El frío se hizo sentir también en las casas. "En el interior de las viviendas era espantoso porque muchas se hacían con marès, una material que absorbe la humedad", recuerda Muntaner. La calefacción eléctrica era un lujo, y las estufas de butano también eran pocas. La mayoría combatía el frío con braseros.

En Sa Pobla, Miquel López Crespí recuerda que en los corrales se ubicaba, también, la leñera. "Nunca había miedo de pasar frío", asegura. Las gavillas eran de almendro o de los pinos de la zona de Aucanada o cualquier lugar de la bahía de Alcúdia , "entonces sin hoteles".

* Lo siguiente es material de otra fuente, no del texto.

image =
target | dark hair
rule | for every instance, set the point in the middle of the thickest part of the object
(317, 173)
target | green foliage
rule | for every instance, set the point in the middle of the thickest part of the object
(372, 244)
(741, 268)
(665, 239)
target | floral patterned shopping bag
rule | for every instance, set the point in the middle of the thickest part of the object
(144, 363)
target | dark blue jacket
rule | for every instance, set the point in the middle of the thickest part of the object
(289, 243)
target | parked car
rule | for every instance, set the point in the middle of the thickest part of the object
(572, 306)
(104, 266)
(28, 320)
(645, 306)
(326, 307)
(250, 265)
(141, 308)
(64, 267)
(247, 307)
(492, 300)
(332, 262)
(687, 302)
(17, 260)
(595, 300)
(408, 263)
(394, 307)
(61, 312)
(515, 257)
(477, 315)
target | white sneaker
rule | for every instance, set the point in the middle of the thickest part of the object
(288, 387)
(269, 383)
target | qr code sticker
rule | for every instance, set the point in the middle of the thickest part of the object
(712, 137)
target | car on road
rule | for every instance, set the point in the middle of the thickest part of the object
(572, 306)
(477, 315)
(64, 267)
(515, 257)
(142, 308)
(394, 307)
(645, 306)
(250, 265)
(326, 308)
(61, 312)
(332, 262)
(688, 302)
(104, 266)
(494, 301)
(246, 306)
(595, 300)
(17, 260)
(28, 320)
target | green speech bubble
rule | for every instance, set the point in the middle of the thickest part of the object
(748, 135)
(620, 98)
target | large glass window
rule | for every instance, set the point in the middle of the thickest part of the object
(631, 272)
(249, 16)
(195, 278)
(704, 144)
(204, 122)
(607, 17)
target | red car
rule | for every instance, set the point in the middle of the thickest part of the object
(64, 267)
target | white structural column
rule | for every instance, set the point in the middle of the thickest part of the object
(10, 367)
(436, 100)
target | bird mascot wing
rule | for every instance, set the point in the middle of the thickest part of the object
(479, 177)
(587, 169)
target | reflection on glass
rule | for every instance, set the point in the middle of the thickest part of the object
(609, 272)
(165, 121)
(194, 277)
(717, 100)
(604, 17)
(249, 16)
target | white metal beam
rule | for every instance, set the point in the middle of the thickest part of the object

A las reservas de víveres ayudaron los hornos familiares que aún tenían algunas casas y en las que madres y abuelas hacían pan. "Las carnicerías no mataban porque estaba todo parado. La gente hacía las matanzas en su casa y mataba al gallo del corral. Hasta el punto de que casi no quedaron gallos. Gallinas no, porque se necesitaban los huevos", rememora Sebastià Ferrer. Hubo quien también encontró el punto de vista positivo. "S'Any de sa neu mató a la mosca y los olivos no tuvieron carcoma. Era marzo y aún recogíamos aceituna. Fue el año que estuvo mejor el aceite de Capdepera", aporta Mateu Orpí. "Hoy la grisácea techumbre ha puesto una luminosidad exótica sobre Mallorca", describían los periódicos.